Plus récemment, un homme de Longueuil était reconnu coupable de négligence criminelle pour ne pas s’être assuré que ses chiens ne constituaient pas une menace pour autrui. Ceux-ci avaient attaqué une fillette de 7 ans dans un parc, lui causant des blessures qui l’ont défigurée. Il lui a été reproché de ne pas avoir gardé ses chiens en laisse ou s’être assuré qu’ils ne pouvaient s’enfuir.


En 2014, à Drummondville, trois personnes accusées de négligence criminelle ayant causé la mort d’une femme lors d’une séance de sudation ont eu un procès médiatisé. La méthode prétendument thérapeutique consistait à envelopper la personne de boue, puis d’une pellicule de plastique. Sa tête était aussi mise dans une boite de carton. Lors d’un traitement, une femme avait trouvé la mort. Le procureur a démontré que les accusés avaient agi avec une insouciance déréglée ou téméraire à l’égard de la vie ou de la sécurité d’autrui.


Un autre exemple est celui des textos au volant. Le conducteur qui texte au volant est passible d’un constat d’infraction, mais dès lors que cela cause des blessures ou la mort d’autrui, cette infraction peut conduire à un chef d’accusation de négligence criminelle, notamment le cas d’un homme qui écrivait des messages textes en roulant à 120 km/h dans une zone où le maximum est fixé à 90 km/h. La témérité du conducteur, dont la conduite aura causé une collision avec une motocycliste – collision menant à l’amputation d’une de ses jambes – lui aura valu une peine d’emprisonnement.

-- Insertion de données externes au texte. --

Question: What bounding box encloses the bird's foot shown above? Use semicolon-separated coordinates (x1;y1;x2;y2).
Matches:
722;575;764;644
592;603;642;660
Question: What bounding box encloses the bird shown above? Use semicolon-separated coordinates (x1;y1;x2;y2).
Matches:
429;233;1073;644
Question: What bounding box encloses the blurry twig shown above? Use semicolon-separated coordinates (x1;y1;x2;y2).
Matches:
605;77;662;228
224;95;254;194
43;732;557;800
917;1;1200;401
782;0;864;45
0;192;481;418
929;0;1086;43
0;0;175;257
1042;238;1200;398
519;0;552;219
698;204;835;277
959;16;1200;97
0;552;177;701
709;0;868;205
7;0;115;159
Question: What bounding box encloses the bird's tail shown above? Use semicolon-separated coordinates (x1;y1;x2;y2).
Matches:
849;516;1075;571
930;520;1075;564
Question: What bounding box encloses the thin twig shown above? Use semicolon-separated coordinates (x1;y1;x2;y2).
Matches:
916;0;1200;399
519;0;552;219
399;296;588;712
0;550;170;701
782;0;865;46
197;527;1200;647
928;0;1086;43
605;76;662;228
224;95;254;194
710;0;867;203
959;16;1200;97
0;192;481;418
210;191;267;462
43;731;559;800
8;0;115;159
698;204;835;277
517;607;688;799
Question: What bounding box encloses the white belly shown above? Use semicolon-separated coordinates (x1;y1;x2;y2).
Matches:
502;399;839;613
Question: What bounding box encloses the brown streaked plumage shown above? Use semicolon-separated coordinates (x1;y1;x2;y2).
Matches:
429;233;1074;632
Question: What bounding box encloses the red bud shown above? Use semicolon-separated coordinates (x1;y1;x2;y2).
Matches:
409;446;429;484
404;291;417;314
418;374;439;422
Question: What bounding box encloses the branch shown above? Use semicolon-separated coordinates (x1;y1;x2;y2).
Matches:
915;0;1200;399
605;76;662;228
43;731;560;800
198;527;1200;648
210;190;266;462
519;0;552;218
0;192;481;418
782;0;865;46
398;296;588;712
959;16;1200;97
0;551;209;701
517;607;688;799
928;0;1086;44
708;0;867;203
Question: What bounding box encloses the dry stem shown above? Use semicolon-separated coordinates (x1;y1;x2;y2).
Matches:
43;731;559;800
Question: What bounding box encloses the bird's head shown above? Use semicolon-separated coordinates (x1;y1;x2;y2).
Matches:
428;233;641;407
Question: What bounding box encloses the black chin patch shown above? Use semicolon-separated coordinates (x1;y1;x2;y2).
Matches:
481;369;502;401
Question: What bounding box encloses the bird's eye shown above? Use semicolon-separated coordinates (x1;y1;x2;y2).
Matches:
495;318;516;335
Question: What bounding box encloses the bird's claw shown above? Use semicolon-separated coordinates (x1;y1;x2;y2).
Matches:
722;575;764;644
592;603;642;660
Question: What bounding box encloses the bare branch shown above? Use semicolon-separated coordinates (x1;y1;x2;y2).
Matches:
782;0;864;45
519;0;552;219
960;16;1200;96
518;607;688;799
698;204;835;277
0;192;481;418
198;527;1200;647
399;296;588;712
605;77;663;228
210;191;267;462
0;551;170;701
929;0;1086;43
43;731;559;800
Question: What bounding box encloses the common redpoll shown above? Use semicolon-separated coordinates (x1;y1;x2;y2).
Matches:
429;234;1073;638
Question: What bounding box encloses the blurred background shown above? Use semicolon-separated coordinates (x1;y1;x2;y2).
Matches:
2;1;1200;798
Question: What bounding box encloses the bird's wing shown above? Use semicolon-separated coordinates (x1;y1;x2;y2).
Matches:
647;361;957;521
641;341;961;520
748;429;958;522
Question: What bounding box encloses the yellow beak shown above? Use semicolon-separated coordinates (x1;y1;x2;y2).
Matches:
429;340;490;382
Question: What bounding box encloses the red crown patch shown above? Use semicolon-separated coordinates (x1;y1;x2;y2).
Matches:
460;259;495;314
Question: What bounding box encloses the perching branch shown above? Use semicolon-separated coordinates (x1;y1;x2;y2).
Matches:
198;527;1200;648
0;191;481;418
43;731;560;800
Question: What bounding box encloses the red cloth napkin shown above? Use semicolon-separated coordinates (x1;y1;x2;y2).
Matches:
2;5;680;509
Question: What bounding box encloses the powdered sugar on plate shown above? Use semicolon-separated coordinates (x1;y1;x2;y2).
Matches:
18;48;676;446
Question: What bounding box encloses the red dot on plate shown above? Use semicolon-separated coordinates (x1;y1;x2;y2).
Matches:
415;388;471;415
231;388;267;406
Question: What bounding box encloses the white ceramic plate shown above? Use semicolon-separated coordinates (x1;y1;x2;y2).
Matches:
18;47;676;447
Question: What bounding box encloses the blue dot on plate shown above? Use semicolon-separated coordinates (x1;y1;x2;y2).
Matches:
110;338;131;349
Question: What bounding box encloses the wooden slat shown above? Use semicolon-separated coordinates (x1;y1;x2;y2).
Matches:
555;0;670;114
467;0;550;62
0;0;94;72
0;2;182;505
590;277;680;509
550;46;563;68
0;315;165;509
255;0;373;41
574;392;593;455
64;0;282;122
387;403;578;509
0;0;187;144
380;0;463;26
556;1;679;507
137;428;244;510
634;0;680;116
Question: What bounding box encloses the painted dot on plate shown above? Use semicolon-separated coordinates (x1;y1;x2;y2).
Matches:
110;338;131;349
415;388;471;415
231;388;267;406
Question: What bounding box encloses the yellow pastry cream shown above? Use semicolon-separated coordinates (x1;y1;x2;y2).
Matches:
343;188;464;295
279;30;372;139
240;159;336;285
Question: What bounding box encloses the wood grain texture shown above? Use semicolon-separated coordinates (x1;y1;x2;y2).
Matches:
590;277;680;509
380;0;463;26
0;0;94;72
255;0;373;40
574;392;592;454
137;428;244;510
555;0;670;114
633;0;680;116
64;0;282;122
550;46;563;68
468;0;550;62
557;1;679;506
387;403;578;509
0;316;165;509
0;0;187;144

Dans certains cas, il arrive aussi que des employeurs soient aussi accusés de négligence criminelle, notamment lorsque la sécurité de leurs employés est compromise. Des accusations de négligence criminelle causant la mort ont notamment été portées contre une entreprise de construction pour avoir négligé l’entretien de ses véhicules, dont les freins, lorsque cette négligence a mené à la mort du conducteur.